2. Execution on the ThetaGPU supercomputer (with Ray)#
In this tutorial we are going to learn how to use DeepHyper on the ThetaGPU supercomputer at the ALCF using Ray. ThetaGPU is a 3.9 petaflops system based on NVIDIA DGX A100.
2.1. Submission Script#
This section of the tutorial will show you how to submit script to the COBALT scheduler of ThetaGPU. To execute DeepHyper on ThetaGPU with a submission script it is required to:
Define a Bash script to initialize the environment (e.g., load a module, activate a conda environment).
Define a script composed of 3 steps: (1) launch a Ray cluster on available ressources, (2) execute a Python application which connects to the Ray cluster, and (3) stop the Ray cluster.
Start by creating a script named activate-dhenv.sh
to initialize your environment. It will be used to initialize each used compute node. Replace the $CONDA_ENV_PATH
by your personnal conda installation (e.g., it can be replaced by base
if no virtual environment is used):
activate-dhenv.sh
##!/bin/bash
# Necessary for Bash shells
. /etc/profile
# Tensorflow optimized for A100 with CUDA 11
module load conda/2022-07-01
# Activate conda env
conda activate $CONDA_ENV_PATH
Tip
This activate-dhenv
script can be very useful to tailor the execution’s environment to your needs. Here are a few tips that can be useful:
To activate XLA optimized compilation add
export TF_XLA_FLAGS=--tf_xla_enable_xla_devices
To change the log level of Tensorflow add
export TF_CPP_MIN_LOG_LEVEL=3
Then create a new file named job-deephyper.sh
and make it executable. It will correspond to your submission script.
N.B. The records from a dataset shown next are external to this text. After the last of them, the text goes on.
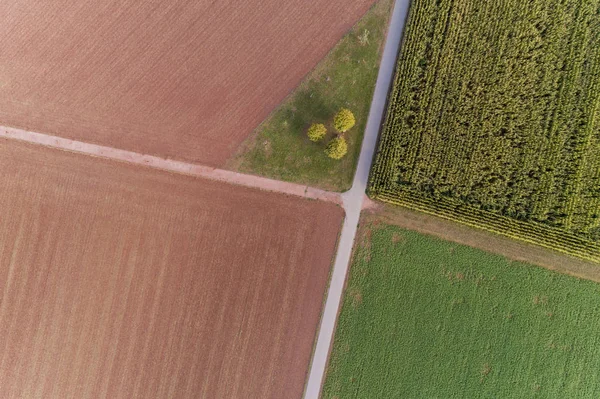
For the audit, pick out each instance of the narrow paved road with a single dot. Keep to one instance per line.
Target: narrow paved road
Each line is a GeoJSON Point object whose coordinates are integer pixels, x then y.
{"type": "Point", "coordinates": [353, 200]}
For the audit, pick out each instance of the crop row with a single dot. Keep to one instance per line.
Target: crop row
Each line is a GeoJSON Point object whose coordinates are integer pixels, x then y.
{"type": "Point", "coordinates": [495, 106]}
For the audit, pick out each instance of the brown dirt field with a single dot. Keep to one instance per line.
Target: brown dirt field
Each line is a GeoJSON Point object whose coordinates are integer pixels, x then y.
{"type": "Point", "coordinates": [118, 281]}
{"type": "Point", "coordinates": [183, 79]}
{"type": "Point", "coordinates": [481, 239]}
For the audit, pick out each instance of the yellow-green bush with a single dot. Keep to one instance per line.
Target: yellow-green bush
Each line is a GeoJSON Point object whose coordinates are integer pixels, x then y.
{"type": "Point", "coordinates": [316, 132]}
{"type": "Point", "coordinates": [344, 120]}
{"type": "Point", "coordinates": [337, 148]}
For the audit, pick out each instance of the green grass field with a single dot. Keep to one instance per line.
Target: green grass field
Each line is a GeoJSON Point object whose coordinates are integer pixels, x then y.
{"type": "Point", "coordinates": [345, 78]}
{"type": "Point", "coordinates": [494, 119]}
{"type": "Point", "coordinates": [425, 318]}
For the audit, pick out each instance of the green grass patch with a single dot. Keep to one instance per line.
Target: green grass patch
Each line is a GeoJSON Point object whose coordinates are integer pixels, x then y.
{"type": "Point", "coordinates": [346, 78]}
{"type": "Point", "coordinates": [495, 114]}
{"type": "Point", "coordinates": [425, 318]}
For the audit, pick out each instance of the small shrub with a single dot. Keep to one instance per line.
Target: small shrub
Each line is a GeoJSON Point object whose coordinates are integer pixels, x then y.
{"type": "Point", "coordinates": [316, 132]}
{"type": "Point", "coordinates": [337, 148]}
{"type": "Point", "coordinates": [363, 38]}
{"type": "Point", "coordinates": [344, 120]}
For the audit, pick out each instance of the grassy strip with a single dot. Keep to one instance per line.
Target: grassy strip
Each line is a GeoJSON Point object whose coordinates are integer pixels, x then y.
{"type": "Point", "coordinates": [280, 148]}
{"type": "Point", "coordinates": [425, 318]}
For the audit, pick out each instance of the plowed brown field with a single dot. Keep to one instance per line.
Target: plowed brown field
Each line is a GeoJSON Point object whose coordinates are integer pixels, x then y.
{"type": "Point", "coordinates": [181, 79]}
{"type": "Point", "coordinates": [125, 282]}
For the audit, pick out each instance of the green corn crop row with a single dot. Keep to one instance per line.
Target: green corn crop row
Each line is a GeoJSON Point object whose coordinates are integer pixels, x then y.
{"type": "Point", "coordinates": [493, 118]}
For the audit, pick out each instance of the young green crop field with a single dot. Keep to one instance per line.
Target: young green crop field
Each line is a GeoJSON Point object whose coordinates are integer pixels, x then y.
{"type": "Point", "coordinates": [494, 119]}
{"type": "Point", "coordinates": [425, 318]}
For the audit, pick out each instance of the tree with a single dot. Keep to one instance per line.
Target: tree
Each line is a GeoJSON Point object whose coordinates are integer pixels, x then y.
{"type": "Point", "coordinates": [337, 148]}
{"type": "Point", "coordinates": [344, 120]}
{"type": "Point", "coordinates": [316, 132]}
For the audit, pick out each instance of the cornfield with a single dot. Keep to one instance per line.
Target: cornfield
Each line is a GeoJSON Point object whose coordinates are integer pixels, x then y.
{"type": "Point", "coordinates": [493, 119]}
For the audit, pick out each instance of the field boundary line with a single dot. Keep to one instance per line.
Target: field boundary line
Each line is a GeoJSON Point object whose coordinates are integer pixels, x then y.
{"type": "Point", "coordinates": [171, 165]}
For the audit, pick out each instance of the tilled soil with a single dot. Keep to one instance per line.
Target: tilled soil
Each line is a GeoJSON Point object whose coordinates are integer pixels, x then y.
{"type": "Point", "coordinates": [119, 281]}
{"type": "Point", "coordinates": [183, 79]}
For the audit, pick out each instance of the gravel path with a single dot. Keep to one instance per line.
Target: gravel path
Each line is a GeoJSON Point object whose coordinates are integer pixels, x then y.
{"type": "Point", "coordinates": [353, 201]}
{"type": "Point", "coordinates": [171, 165]}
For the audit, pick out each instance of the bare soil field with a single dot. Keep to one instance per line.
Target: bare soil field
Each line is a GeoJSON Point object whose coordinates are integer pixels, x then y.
{"type": "Point", "coordinates": [120, 281]}
{"type": "Point", "coordinates": [182, 79]}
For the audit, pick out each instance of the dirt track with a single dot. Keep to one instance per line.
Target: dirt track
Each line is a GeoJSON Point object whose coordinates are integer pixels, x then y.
{"type": "Point", "coordinates": [150, 284]}
{"type": "Point", "coordinates": [181, 79]}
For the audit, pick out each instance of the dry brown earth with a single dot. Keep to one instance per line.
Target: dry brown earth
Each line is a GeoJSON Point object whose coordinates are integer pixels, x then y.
{"type": "Point", "coordinates": [181, 79]}
{"type": "Point", "coordinates": [119, 281]}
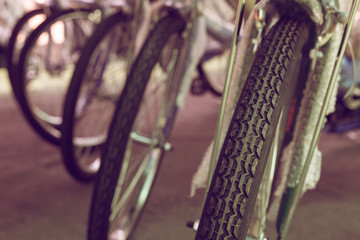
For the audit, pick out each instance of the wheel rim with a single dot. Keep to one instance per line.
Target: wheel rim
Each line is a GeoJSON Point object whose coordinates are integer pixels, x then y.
{"type": "Point", "coordinates": [102, 83]}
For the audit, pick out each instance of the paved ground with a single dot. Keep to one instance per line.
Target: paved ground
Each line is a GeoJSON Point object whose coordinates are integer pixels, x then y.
{"type": "Point", "coordinates": [39, 201]}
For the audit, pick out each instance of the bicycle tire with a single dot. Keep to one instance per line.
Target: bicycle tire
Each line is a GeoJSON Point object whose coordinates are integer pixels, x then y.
{"type": "Point", "coordinates": [233, 191]}
{"type": "Point", "coordinates": [47, 125]}
{"type": "Point", "coordinates": [81, 149]}
{"type": "Point", "coordinates": [113, 167]}
{"type": "Point", "coordinates": [12, 54]}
$ touch job-deephyper.sh && chmod +x job-deephyper.sh
Add the following content:
job-deephyper.sh
##!/bin/bash
#COBALT -q full-node
#COBALT -n 2
#COBALT -t 20
#COBALT -A $PROJECT_NAME
#COBALT --attrs filesystems=home,grand,eagle,theta-fs0
# User Configuration
EXP_DIR=$PWD
INIT_SCRIPT=$PWD/activate-dhenv.sh
CPUS_PER_NODE=8
GPUS_PER_NODE=8
# Initialization of environment
source $INIT_SCRIPT
# Getting the node names
mapfile -t nodes_array -d '\n' < $COBALT_NODEFILE
head_node=${nodes_array[0]}
head_node_ip=$(dig $head_node a +short | awk 'FNR==2')
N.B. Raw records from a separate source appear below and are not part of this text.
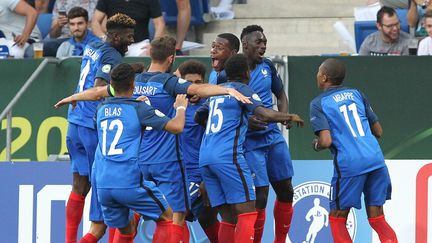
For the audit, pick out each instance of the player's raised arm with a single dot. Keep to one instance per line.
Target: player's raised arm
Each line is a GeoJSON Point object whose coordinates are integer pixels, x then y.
{"type": "Point", "coordinates": [269, 115]}
{"type": "Point", "coordinates": [95, 93]}
{"type": "Point", "coordinates": [176, 124]}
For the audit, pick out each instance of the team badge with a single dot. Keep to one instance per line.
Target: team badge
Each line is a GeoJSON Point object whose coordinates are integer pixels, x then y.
{"type": "Point", "coordinates": [106, 68]}
{"type": "Point", "coordinates": [182, 81]}
{"type": "Point", "coordinates": [310, 221]}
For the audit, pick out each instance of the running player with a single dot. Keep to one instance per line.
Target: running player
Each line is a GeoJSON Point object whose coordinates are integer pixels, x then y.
{"type": "Point", "coordinates": [223, 47]}
{"type": "Point", "coordinates": [223, 166]}
{"type": "Point", "coordinates": [345, 123]}
{"type": "Point", "coordinates": [266, 151]}
{"type": "Point", "coordinates": [190, 140]}
{"type": "Point", "coordinates": [81, 140]}
{"type": "Point", "coordinates": [120, 121]}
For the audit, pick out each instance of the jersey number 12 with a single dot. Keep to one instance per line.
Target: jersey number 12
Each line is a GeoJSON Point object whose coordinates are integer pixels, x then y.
{"type": "Point", "coordinates": [353, 109]}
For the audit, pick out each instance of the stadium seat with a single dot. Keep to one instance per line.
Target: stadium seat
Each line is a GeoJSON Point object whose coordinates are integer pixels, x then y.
{"type": "Point", "coordinates": [364, 28]}
{"type": "Point", "coordinates": [44, 23]}
{"type": "Point", "coordinates": [169, 10]}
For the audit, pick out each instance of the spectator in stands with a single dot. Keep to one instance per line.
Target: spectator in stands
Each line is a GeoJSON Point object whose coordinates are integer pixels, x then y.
{"type": "Point", "coordinates": [59, 28]}
{"type": "Point", "coordinates": [78, 23]}
{"type": "Point", "coordinates": [416, 12]}
{"type": "Point", "coordinates": [425, 46]}
{"type": "Point", "coordinates": [140, 10]}
{"type": "Point", "coordinates": [183, 21]}
{"type": "Point", "coordinates": [17, 25]}
{"type": "Point", "coordinates": [388, 40]}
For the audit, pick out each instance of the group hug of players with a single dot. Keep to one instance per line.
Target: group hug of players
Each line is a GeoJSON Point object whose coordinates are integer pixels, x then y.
{"type": "Point", "coordinates": [171, 148]}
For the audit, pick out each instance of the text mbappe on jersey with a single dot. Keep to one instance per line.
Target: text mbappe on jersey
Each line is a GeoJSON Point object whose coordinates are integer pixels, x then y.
{"type": "Point", "coordinates": [343, 96]}
{"type": "Point", "coordinates": [113, 111]}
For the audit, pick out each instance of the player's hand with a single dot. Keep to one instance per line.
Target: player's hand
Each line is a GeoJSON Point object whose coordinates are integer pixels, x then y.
{"type": "Point", "coordinates": [240, 97]}
{"type": "Point", "coordinates": [138, 67]}
{"type": "Point", "coordinates": [297, 119]}
{"type": "Point", "coordinates": [66, 101]}
{"type": "Point", "coordinates": [254, 123]}
{"type": "Point", "coordinates": [142, 98]}
{"type": "Point", "coordinates": [181, 100]}
{"type": "Point", "coordinates": [204, 195]}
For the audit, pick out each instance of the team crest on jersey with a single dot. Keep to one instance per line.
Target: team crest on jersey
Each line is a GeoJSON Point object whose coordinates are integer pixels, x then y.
{"type": "Point", "coordinates": [310, 221]}
{"type": "Point", "coordinates": [256, 97]}
{"type": "Point", "coordinates": [106, 68]}
{"type": "Point", "coordinates": [182, 81]}
{"type": "Point", "coordinates": [159, 113]}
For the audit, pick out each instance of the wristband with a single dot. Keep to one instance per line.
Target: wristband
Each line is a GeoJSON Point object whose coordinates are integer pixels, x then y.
{"type": "Point", "coordinates": [180, 108]}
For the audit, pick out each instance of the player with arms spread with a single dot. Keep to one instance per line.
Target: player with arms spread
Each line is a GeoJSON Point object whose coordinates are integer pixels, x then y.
{"type": "Point", "coordinates": [223, 167]}
{"type": "Point", "coordinates": [120, 122]}
{"type": "Point", "coordinates": [345, 123]}
{"type": "Point", "coordinates": [81, 139]}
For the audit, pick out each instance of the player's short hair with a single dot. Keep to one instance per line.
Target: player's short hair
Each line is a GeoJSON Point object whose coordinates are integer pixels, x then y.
{"type": "Point", "coordinates": [236, 67]}
{"type": "Point", "coordinates": [249, 29]}
{"type": "Point", "coordinates": [385, 10]}
{"type": "Point", "coordinates": [335, 70]}
{"type": "Point", "coordinates": [119, 22]}
{"type": "Point", "coordinates": [233, 41]}
{"type": "Point", "coordinates": [122, 77]}
{"type": "Point", "coordinates": [77, 12]}
{"type": "Point", "coordinates": [162, 48]}
{"type": "Point", "coordinates": [428, 14]}
{"type": "Point", "coordinates": [192, 67]}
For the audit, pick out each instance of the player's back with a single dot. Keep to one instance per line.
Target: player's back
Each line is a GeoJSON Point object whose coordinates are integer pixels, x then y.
{"type": "Point", "coordinates": [159, 146]}
{"type": "Point", "coordinates": [226, 127]}
{"type": "Point", "coordinates": [355, 148]}
{"type": "Point", "coordinates": [119, 124]}
{"type": "Point", "coordinates": [92, 60]}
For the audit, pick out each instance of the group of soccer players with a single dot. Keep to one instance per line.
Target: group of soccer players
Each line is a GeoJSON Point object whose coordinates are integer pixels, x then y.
{"type": "Point", "coordinates": [161, 156]}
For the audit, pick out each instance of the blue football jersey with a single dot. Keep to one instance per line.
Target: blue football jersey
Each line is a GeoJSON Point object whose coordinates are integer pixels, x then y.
{"type": "Point", "coordinates": [97, 61]}
{"type": "Point", "coordinates": [346, 113]}
{"type": "Point", "coordinates": [265, 81]}
{"type": "Point", "coordinates": [120, 125]}
{"type": "Point", "coordinates": [190, 140]}
{"type": "Point", "coordinates": [161, 90]}
{"type": "Point", "coordinates": [226, 125]}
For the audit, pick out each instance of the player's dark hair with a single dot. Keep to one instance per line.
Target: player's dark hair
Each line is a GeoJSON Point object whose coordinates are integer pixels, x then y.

# Starting the Ray Head Node
port=6379
ip_head=$head_node_ip:$port
export ip_head
echo "IP Head: $ip_head"
echo "Starting HEAD at $head_node"
ssh -tt $head_node_ip "source $INIT_SCRIPT; cd $EXP_DIR; \
ray start --head --node-ip-address=$head_node_ip --port=$port \
--num-cpus $CPUS_PER_NODE --num-gpus $GPUS_PER_NODE --block" &
# Optional, though may be useful in certain versions of Ray < 1.0.
sleep 10
# Number of nodes other than the head node
nodes_num=$((${#nodes_array[*]} - 1))
echo "$nodes_num nodes"
for ((i = 1; i <= nodes_num; i++)); do
node_i=${nodes_array[$i]}
node_i_ip=$(dig $node_i a +short | awk 'FNR==1')
echo "Starting WORKER $i at $node_i with ip=$node_i_ip"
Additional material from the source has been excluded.